Rev drone:

Cinnamyl alcohol is 3-phenyl-2-propen-1-ol. Available by the metric ton, its a cornerstone of the perfume and flavor industry. Its also a geometric isomer of phenylacetone's enols, 1-phenyl-1-propen-2-ol and 3-phenyl-1-propen-2-ol. Enols equilibriate with their ketones, and in the case of P-2-P, where the ketone is favored in the equilibrium greatly over the enol, the end result is everybody's second favorite ketone.

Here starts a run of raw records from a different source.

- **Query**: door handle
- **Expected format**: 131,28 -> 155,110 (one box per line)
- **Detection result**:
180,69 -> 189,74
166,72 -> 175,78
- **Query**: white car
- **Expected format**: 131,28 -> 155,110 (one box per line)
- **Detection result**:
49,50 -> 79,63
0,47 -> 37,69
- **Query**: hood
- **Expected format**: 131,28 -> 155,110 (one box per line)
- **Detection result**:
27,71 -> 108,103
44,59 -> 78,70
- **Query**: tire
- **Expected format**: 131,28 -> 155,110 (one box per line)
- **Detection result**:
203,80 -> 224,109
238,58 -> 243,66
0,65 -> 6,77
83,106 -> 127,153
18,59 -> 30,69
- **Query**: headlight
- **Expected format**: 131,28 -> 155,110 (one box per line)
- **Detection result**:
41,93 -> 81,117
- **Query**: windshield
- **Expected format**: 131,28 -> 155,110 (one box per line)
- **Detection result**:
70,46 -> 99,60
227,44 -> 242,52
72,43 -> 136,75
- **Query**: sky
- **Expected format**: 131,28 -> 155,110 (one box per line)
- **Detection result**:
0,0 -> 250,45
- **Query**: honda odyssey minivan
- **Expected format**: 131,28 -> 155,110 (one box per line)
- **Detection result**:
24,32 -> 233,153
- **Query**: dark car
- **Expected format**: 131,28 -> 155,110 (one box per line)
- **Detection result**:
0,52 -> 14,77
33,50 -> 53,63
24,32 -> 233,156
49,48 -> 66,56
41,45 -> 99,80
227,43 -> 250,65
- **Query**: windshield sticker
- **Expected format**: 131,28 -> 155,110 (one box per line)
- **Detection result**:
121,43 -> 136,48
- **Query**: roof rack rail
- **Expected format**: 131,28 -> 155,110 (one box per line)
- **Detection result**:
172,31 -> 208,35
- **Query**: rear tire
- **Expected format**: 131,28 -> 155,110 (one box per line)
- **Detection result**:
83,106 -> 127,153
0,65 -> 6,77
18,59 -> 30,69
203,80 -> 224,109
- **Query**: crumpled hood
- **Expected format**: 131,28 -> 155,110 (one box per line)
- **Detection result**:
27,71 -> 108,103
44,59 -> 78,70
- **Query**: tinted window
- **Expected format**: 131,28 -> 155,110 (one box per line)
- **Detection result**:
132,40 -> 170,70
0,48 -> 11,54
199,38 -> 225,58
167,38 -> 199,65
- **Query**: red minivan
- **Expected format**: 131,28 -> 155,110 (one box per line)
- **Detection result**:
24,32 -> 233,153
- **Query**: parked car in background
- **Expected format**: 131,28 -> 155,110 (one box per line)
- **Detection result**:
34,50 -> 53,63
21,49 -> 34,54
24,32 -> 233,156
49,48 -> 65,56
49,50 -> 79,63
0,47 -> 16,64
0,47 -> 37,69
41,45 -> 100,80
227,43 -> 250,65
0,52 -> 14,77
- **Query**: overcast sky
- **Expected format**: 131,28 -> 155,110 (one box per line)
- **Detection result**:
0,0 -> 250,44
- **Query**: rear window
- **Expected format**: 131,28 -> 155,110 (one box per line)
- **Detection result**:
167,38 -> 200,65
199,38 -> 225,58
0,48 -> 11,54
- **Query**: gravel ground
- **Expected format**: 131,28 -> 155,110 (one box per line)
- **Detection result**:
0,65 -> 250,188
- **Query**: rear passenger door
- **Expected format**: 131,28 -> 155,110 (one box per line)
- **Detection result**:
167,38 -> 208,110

So, how to do it? Using whatever transition metal organometallic catalytic black magic, or whatever else might do the job, how would one isomerize cinnamyl alcohol to the ketone, or one of its derivatives? 10 points for one-pot-shot methods, 7-9 points for mutlipe-step isomerizations, 4-6 points for reactions that do it cheaply and quickly with other methods. 1-3 for elaboray byzantine, impractical method that at least would get it done.

Rhodium:

Ok, I'll go for the byzantine route first:

1. Oxidize cinnamyl alcohol to benzoic acid with KMnO₄ in acid solution.
2. Reduce the benzoic acid to benzyl alcohol with LAH.
3. Oxidize the alcohol to benzaldehyde with pyridine chlorochromate.
4. Condense benzaldehyde with nitroethane to give phenyl-2-nitropropene.
5. The above is reduced with Fe/HCl to give P2P.

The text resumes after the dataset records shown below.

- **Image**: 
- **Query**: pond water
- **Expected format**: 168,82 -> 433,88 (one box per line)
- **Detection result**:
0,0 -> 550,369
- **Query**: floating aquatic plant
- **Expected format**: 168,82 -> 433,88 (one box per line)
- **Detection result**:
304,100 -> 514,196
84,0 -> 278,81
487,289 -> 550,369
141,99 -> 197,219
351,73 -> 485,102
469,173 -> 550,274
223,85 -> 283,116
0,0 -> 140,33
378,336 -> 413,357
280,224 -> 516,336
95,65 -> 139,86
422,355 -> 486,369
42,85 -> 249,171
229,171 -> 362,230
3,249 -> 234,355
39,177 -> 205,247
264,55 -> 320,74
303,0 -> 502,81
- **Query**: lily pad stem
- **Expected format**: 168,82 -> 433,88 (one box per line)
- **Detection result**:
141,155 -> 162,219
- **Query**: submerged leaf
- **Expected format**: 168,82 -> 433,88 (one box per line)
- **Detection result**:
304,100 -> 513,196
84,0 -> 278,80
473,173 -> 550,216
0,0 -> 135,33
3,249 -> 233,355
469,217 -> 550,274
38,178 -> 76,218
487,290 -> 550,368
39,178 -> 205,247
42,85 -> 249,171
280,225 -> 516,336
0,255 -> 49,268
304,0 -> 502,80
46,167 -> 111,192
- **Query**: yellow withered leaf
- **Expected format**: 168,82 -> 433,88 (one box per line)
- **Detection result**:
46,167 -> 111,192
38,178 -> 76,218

There is NO doubt this would work. There was no 'minimum yield' clause, right?

Acme:

IMHO the one-pot one-shot is a fantasy in this case. Here is a way, hopefully for some runner-up points.

Cinnamyl -> Allyl benzene

6M HCl, 1M NaI 70°C electrochemical redn Acta. Chem. Scand. Ser. B 38(5), 387 (1984)

Rhodium:

Couldn't the double bond be catalytically hydrogenated to form 3-phenyl-1-propanol, which in turn is dehydrated to allylbenzene with KHSO₄, if one favors hydrogenations over electrolytic reductions?

Oxidation of cinnamyl alcohol with a mild oxidant would give the corresponding aldehyde, which then is reacted with tosylhydrazide. The resulting Cinnamaldehyde Tosylhydrazone can be reduced by NaBH₄ to Allylbenzene in rather good yield.

Psychokitty:

This appears optional. According to the review, commercial Zn dust worked just fine when used in procedure A.

Commercial zinc dust (16 g., 325 mesh) was activated by stirring for 3-4 minutes with 100 ml of 2% hydrochloric acid. The zinc was immediately filtered under suction, washed to neutrality with water, and then washed with 50 ml of ethanol, 100 ml of acetone, and diethyl ether. The resulting powder was dried at 90°C under vacuum (10 minutes) and was used within 10 hours of preparation.

Procedure A:

Cinnamyl alcohol (1.30 mm) was dissolved in 75 ml of dry ether saturated with hydrogen chloride at 0°C. Activated zinc dust (5.0 g; 0.076 mol) was slowly added to the cooled mixture with vigorous stirring at a rate such that the temperature maintained below 5°C. The reaction was exothermic and considerable hydrogen evolution occurred. The reaction mixture was stirred for 1 hour at 0°C and then filtered. The filtrate was shaken with 500 ml of ice water and then washed to neutrality with aqueous sodium carbonate. The aqueous washings were dried over sodium sulfate and evaporated under vacuum. Chromotography of the residual oil over silica gel (Mallinckrodt, 100 mesh, 25 g) using benzene as eluant afforded 60% yield of allylbenzene (4 parts) and propenylbenzene (1 part).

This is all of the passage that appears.